PESCARA. La Cgil pone la questione dei precari, alla Fater di Pescara. Per ora lo fa con un comunicato ai lavoratori, affisso nei locali aziendali dalla Filctem, ma nei prossimi giorni il sindacato intende parlarne direttamente con i vertici aziendali. Il segretario di categoria Domenico Ronca e il coordinatore del comitato degli iscritti Cgil Fater, Ivano D’Alimonte, chiedono di stabilizzare una quota di precari che in questa realtà sono circa 180, la maggior parte dei quali sono job on call (cioè chi svolge prestazioni di carattere discontinuo o intermittente) e in minima parte interinali.
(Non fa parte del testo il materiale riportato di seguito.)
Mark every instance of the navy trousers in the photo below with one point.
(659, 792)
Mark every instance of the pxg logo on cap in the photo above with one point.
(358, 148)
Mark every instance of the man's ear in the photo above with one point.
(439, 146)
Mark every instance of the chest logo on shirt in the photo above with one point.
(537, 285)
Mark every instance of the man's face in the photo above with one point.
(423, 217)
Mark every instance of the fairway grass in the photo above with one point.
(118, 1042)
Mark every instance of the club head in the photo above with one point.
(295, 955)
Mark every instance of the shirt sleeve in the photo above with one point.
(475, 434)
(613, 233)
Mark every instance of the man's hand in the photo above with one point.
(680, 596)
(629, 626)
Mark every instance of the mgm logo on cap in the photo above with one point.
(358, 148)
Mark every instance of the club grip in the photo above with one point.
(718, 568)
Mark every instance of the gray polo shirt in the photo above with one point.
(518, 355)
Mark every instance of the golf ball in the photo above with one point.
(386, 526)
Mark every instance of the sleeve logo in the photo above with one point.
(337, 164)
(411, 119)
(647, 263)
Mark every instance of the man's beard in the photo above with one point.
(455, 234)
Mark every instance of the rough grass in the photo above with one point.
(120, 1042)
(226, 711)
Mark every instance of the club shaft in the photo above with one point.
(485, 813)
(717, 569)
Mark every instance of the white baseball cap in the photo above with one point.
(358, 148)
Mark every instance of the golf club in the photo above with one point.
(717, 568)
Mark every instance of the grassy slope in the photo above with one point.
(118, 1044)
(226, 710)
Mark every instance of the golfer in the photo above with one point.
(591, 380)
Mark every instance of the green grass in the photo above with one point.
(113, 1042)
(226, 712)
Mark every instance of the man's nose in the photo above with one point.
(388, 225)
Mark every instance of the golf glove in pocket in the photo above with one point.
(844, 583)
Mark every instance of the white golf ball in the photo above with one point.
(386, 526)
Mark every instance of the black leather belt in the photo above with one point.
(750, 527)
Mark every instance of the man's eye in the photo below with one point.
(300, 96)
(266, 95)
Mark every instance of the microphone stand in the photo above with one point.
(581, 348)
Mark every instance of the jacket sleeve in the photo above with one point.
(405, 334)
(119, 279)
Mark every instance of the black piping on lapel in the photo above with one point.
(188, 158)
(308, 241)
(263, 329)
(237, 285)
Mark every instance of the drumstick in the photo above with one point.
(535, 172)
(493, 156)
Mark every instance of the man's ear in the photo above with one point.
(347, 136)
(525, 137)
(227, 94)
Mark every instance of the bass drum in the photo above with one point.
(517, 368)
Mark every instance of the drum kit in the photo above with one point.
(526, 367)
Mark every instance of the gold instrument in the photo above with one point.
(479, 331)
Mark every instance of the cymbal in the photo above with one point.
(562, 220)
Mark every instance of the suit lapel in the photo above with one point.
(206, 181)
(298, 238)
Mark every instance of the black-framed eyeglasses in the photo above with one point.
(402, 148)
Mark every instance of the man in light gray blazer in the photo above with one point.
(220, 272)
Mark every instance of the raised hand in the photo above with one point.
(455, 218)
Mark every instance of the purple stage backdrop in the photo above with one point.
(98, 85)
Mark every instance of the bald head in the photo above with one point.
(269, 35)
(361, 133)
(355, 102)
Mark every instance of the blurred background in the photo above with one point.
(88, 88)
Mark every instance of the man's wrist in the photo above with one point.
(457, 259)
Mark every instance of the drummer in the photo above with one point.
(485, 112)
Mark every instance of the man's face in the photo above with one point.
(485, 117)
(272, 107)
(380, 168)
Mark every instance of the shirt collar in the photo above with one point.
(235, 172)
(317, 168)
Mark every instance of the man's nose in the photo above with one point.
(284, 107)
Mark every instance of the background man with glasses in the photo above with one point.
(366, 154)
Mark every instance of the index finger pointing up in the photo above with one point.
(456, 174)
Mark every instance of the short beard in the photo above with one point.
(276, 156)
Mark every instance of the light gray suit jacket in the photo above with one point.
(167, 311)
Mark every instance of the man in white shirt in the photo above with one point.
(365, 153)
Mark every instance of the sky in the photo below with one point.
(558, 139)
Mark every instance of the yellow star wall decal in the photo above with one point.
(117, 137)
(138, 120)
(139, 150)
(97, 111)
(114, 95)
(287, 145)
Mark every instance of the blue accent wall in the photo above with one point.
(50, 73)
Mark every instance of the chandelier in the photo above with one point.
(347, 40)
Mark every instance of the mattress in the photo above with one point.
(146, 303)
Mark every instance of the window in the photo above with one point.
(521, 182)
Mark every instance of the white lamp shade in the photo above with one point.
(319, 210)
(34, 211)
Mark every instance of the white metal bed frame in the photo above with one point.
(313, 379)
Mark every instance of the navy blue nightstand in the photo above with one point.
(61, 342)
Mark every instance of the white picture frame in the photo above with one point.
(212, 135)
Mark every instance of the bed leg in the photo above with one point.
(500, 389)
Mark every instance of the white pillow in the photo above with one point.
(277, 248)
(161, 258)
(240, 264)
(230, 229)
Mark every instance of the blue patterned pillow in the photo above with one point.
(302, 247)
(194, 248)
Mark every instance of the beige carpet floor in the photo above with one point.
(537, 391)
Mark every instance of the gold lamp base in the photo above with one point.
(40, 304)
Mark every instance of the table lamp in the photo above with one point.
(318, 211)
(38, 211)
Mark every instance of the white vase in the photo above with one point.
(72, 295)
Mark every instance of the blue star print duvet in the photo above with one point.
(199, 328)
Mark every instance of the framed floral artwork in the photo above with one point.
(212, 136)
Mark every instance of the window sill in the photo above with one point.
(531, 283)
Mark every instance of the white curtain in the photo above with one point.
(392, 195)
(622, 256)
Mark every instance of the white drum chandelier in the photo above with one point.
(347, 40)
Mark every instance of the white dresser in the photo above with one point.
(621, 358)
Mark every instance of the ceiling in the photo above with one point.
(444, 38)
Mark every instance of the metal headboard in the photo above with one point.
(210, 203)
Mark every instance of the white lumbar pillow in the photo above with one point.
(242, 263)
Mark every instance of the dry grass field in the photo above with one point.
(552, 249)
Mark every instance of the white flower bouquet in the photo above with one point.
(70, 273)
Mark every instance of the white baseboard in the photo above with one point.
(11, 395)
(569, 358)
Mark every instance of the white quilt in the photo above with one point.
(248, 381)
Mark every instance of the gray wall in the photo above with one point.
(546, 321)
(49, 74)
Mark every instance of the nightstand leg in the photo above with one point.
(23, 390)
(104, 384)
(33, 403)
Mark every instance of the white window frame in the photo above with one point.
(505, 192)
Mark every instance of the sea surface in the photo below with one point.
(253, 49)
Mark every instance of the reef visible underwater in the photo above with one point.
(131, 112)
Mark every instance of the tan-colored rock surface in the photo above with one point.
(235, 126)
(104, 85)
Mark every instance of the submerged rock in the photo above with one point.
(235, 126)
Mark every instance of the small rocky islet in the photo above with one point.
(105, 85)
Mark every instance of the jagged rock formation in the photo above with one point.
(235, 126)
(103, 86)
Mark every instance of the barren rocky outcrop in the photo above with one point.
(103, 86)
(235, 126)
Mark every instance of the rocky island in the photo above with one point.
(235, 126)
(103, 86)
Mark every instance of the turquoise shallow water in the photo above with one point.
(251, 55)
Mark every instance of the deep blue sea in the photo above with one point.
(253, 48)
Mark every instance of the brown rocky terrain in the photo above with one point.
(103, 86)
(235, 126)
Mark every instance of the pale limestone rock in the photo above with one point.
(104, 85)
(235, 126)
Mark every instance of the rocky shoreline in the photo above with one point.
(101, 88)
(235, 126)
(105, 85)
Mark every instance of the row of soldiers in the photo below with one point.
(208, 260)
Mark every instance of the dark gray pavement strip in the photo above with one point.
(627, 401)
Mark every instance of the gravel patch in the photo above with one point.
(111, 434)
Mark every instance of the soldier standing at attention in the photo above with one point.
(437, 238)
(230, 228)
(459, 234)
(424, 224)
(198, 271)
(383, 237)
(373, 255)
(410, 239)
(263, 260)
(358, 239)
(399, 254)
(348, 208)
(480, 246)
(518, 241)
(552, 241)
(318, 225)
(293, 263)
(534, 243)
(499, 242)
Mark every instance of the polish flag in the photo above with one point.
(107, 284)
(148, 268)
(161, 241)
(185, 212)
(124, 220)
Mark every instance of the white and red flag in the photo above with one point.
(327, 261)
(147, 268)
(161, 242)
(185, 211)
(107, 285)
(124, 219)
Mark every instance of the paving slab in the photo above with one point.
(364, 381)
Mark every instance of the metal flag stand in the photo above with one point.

«Quando è stato avviato il job on call nella produzione della Fater», dice Ronca, «abbiamo dato la nostra disponibilità e abbiamo raggiunto un accordo ma allora i numeri erano diversi. La prima richiesta», ricorda il sindacalista, «risale a due anni fa e riguardava 40 unità. Era prevista una verifica a novembre 2014, ma fino ad oggi non c'è stata. Avevamo chiesto, in particolare, che si aprisse un confronto per trattare sulla percentuale di questi lavoratori da stabilizzare ma il dialogo non è stato mai avviato», commenta Ronca. «Se poi il problema è rappresentato dalla flessibilità siamo disponibili ad accordi», aggiunge il sindacalista mostrando una buona apertura nei confronti della Fater che è «un’azienda seria, che va bene e produce in regime di monopolio, con mille dipendenti a tempo indeterminato di cui 450 in produzione. Ora confermi la sua serietà». La decisione di puntare i riflettori su questo tema nasce dall’amara considerazione che «con il job on call non c'è alcuna garanzia per i lavoratori. Si tratta di persone che non hanno futuro, dal punto di vista occupazionale, per cui si crea anche un problema di carattere sociale e si pone la necessità di assicurare un giusto riconoscimento professionale. È giusto pensare a un contratto che dia più certezze, anche se parlare di lavoro stabile con il Jobs act è una contraddizione in termini».
«Tra questi addetti», aggiunge D’Alimonte, «ce ne sono molti occupati da anni in Fater, diciamo in maniera strutturale. Alcuni hanno 50 anni, vengono chiamati in produzione un giorno per il giorno dopo e se non servono si possono ritrovare con appena 350 euro in busta paga. Noi ci stiamo impegnando per la stabilizzazione non per una questione di principio ma perché riteniamo che la Fater sia in grado di muoversi in questa direzione, essendo l’unica azienda che mantiene quote di mercato e ne conquista di nuove».
La quota di lavoratori da stabilizzare sarà specificata «negli incontri con la direzione aziendale» e non è detto che la questione non venga «portata nelle sedi di discussione territoriale e nazionale».